For two decades, Legal Aid Alberta lawyer Karen McGowan has helped countless at-risk youth navigate their way to a better future.
A life turned around is the ultimate victory for any youth lawyer, but it is a job that’s not for the faint of heart because not every case has a happy ending.
McGowan is marking a milestone in her legal career – 20 years with Legal Aid Alberta – and has received a Long Service Award to recognize her extraordinary commitment to helping Albertans.
“Every day, I’ve had the opportunity to make a difference in the lives of vulnerable and at-risk youth,” she says. “I would dedicate (my award) to every client that never made it to their 18th birthday. Sadly, we have had many.”
Heartwarming stories, coupled with heartache, make McGowan’s life as a lawyer both rewarding and difficult. To honour her 2020 Long Service Award, we asked McGowan to share a memory that has stuck with her all these years. She offered two.
A couple years ago I was walking back from court with one of my students when this young woman in her late 20s asked me if I was Karen McGowan.
She said she wanted to thank me and our youth workers (as they were then called) who helped her with her legal and social issues. She said that she was a horrible teen and that we changed her life.
I asked her what she was doing now and she told me that she is a registered nurse. So, I’m thinking, this girl was probably just one of those kids who had a scrape with the law but had a good home life and was able to get herself on track.
I asked her name. When she told me, you could have blown me right over. She was right! In fact, she even stole our youth worker’s car when he stopped to pick up another youth.
Still, her art still hangs in our offices. We often don’t hear about our clients once they get older. I was so happy that we made a difference in her life and it re-affirmed why I work at LAA.
I was representing a boy charged with assaulting staff at his group home. He wasn’t just any kid. He was emotionally disturbed to the point that he wouldn’t talk, would bang his head, and was even catatonic at times.
His staff thought he was malingering but our experts determined he was legitimately unfit to stand trial and would likely never recover. He had been sexually abused and his behavior rapidly deteriorated when his little sister was also sexually abused.
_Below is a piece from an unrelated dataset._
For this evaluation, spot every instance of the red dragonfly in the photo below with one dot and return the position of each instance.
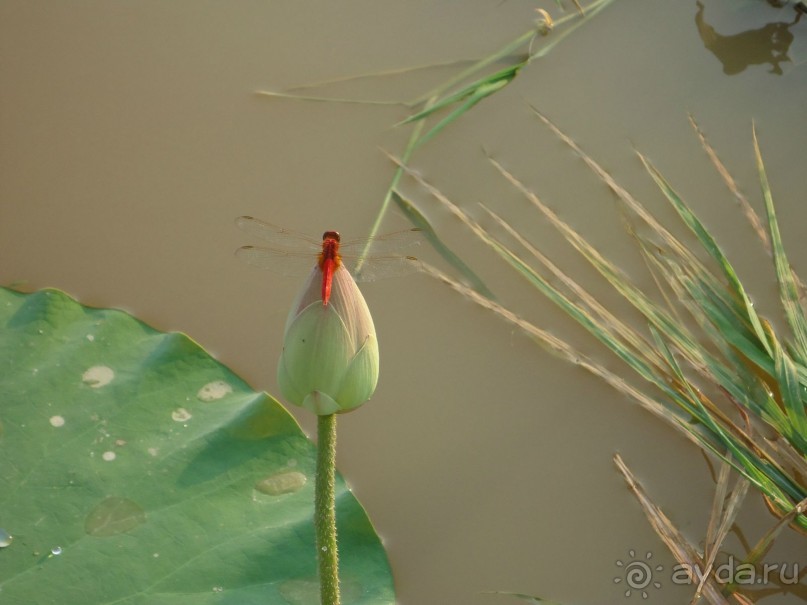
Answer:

It was presumed that his “failure” to protect his little sister caused him to completely shut down into this near catatonic state. I went to go see him in a secured group home with one of our youth workers.
He was in a video monitored room. He was naked because he refused to wear clothes. He would often smear feces on the wall. He would sometimes spit at staff.
In order to enter the room both myself and our youth worker had to enter the room in hazmat suits in case he discharged bodily substances at us. He was so scrawny. He was rocking back and forth. He never spoke to me.
My heart shattered and when I left I sat in my car and sobbed uncontrollably. He was discharged on his charges and the boy remained in government care. He was by far, the most vulnerable youth I have ever met in my 21 years as a youth lawyer. But he is the reason I fight so hard for my clients.